- Born: 1980 (age 45–46) Salisbury, Maryland, U.S.
- Known for: Painting

= Julia Rommel =

American painter

Julia Rommel is an American painter. Her work is in the collections of the Museum of Modern Art and the Whitney Museum.

== Exhibitions ==
- Long Leash, Overduin & Co., Los Angeles, CA, 2020
- Fall Guy, Standard (Oslo), Oslo, Norway, 2019
- Candy Jail, Bureau, New York, 2019
- Twin Bed, Bureau at Tanya Leighton, 2018
- A Cheesecake with Your Name on It, Overduin & Co., Los Angeles, CA, 2016
- Two Italians, Six Lifeguards, The Aldrich Contemporary Art Museum, Ridgefield, Connecticut, November 2015 – April 2016 (curated by Amy Smith-Stewart)

==Work==
Julia Rommel is an American abstract painter. Her early paintings were typically monochromes of blacks and muted colors. Rommel make paintings of various sizes with cool to warm color palettes of blues, greys, reds and bright citrus hues. She makes her paintings using a construction and deconstruction process. Rommel’s laborious process of painting includes cutting and sanding the canvas, and wiping away and adding layers of paint.

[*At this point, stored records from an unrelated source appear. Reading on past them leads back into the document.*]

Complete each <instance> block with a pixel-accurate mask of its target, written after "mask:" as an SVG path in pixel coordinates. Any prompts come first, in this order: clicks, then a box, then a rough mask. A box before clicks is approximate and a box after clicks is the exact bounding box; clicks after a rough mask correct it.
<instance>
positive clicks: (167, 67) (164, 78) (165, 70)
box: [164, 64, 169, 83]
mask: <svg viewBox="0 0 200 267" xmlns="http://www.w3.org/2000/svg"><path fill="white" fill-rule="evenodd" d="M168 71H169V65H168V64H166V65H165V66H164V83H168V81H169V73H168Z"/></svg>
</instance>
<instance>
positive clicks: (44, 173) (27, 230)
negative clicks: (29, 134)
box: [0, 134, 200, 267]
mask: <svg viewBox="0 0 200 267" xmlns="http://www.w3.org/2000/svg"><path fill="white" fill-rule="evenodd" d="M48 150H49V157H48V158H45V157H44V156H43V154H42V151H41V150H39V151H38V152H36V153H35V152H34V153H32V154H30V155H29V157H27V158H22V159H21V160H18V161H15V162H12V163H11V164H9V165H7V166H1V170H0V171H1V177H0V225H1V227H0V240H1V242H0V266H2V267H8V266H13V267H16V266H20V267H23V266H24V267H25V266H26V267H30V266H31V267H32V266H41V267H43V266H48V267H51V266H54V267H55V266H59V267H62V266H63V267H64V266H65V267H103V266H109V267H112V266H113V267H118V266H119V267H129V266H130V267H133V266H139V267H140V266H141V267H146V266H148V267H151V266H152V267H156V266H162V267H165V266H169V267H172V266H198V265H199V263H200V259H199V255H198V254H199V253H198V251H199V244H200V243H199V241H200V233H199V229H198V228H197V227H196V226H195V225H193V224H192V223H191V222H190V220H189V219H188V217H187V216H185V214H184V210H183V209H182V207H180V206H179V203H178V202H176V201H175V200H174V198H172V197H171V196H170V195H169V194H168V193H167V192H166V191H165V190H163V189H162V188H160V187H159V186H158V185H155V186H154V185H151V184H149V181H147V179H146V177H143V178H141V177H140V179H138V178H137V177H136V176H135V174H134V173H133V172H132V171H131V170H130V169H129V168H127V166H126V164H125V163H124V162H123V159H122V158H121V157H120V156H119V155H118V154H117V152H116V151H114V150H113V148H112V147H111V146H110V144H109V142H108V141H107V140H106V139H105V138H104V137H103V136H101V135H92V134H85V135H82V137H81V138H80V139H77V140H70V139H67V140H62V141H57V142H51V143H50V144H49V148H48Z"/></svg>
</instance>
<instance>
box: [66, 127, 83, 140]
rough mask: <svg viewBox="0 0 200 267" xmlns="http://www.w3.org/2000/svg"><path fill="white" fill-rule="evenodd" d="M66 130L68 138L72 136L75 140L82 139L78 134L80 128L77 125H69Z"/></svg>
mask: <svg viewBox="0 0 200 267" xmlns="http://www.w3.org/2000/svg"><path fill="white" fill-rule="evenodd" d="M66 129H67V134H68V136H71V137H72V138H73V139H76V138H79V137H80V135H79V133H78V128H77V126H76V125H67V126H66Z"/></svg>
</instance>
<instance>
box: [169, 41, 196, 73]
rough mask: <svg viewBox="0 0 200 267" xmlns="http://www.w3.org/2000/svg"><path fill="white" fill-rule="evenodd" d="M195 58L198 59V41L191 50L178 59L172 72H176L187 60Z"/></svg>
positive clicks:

Her working method stresses the canvas surfaces with physical manipulation, and admits frayed edges and staple holes. Rommel allows imperfection in her painting which gives her work a handmade aesthetic. “Whenever I approach what looks like an existing modernist painting, I know I have to change something,” says Rommel in an interview with Art in America, “I try to mess up the painting to prevent a fixed reading that reflects an established tradition.”

== Collections ==
Among the museums holding her work are: the Albright-Knox Art Gallery in Buffalo; the Hammer Museum in Los Angeles; the Museum of Modern Art in New York City; the San Francisco Museum of Modern Art; the Whitney Museum of American Art in New York City; and the Walker Art Center in Minneapolis.

==Publications==
- Julia Rommel, texts by Rebecca Bengal and Julia Rommel, edited by Arno Baudin and Julia Rommel, Zolo Press, 2021, 288 pages, 235 × 305 mm, 800 copies, printed in Belgium.